Há quem vá ainda mais longe, é claro. Certos “teoristas” dizem, inclusive, que quem realmente puxa as cordas na Área 51 é uma raça de extraterrestres. Para quê? Aí é que vem a melhor parte: para produzir uma raça de seres híbridos — em algum lugar entre um alienígena e um ser humano — que, eventualmente, tomará a Terra. Há uma justificativa: os extraterrestres teriam perdido a capacidade de se reproduzir.
Bem, mas o que há de realmente “concreto” nisso tudo? Difícil saber, já que se trata de uma base absolutamente vedada contra olhares de amadores curiosos — como a maior parte das instalações de cunho militar, vale dizer. Mas certamente é possível efetuar alguma “engenharia reversa” para chegar à origem de toda essa mitologia e burburinho.

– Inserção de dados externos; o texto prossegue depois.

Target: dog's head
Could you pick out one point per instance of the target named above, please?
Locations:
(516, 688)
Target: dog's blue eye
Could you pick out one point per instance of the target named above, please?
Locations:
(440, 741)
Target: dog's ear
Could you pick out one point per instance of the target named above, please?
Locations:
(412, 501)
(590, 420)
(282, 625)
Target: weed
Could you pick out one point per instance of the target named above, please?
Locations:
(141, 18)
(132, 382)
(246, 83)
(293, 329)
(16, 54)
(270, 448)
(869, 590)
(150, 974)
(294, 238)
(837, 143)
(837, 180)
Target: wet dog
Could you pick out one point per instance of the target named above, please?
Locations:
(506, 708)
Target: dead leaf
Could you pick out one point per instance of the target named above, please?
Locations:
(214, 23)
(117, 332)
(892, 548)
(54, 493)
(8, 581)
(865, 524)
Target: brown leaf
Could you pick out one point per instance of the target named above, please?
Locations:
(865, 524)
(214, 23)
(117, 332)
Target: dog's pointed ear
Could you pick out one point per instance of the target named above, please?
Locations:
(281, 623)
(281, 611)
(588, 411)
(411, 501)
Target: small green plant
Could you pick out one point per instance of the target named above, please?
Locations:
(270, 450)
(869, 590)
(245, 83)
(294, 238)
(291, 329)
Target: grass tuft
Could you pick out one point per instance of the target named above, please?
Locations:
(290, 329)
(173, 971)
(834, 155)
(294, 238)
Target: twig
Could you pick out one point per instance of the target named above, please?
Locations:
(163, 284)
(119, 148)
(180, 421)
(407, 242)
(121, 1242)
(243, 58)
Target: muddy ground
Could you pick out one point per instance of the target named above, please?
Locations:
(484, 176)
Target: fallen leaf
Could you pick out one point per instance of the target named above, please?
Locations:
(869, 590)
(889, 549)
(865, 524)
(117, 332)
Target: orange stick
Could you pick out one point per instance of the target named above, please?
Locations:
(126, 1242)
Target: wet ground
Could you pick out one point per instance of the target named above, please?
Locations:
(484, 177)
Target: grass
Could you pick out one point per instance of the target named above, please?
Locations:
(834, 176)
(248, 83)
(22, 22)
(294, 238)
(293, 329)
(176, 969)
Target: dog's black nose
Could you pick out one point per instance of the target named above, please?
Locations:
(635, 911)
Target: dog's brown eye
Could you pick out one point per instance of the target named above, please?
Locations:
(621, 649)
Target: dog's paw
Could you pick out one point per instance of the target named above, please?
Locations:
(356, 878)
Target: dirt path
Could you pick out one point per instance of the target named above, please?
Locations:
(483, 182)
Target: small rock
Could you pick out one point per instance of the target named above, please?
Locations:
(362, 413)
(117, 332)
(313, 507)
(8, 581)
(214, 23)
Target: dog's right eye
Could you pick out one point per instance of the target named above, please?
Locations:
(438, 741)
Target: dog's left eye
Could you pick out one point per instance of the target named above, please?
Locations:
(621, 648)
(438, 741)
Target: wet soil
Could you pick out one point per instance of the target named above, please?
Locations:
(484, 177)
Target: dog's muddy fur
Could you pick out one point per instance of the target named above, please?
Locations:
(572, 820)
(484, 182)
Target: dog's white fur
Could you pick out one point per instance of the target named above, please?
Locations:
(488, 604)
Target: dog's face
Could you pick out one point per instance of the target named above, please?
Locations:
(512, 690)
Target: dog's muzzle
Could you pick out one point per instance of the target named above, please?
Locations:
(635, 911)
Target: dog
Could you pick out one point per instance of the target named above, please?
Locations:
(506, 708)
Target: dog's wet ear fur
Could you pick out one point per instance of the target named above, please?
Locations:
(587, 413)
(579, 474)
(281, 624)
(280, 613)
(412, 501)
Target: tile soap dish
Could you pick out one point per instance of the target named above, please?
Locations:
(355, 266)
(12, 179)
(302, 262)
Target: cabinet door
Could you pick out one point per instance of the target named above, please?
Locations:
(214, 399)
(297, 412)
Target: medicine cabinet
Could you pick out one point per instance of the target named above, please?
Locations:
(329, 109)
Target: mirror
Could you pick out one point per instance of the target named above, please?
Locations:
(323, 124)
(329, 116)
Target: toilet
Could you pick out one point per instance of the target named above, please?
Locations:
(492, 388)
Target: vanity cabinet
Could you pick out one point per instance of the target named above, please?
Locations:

O controverso Robert “Bob” Lazar
A Área 51 começou a se tornar a Meca das especulações ufológicas ao final da década de 1980. Basicamente, no momento em que um sujeito chamado Robert “Bob” Lazar veio à mídia afirmando ser um ex-funcionário da base militar.
Lazar afirmou à época que havia trabalhado, entre 1988 e 1989, em um setor denominado de “S4”. As tarefas seriam bem pouco usuais: o pretenso físico/cientista — cujo grau jamais foi comprovado — seria incumbido de realizar engenharia reversa em espaçonaves extraterrestres de formato “discóide”. Sim, no plural, já que, de acordo com ele, pelo menos nove modelos distintos foram profundamente investigados por ele e por sua equipe.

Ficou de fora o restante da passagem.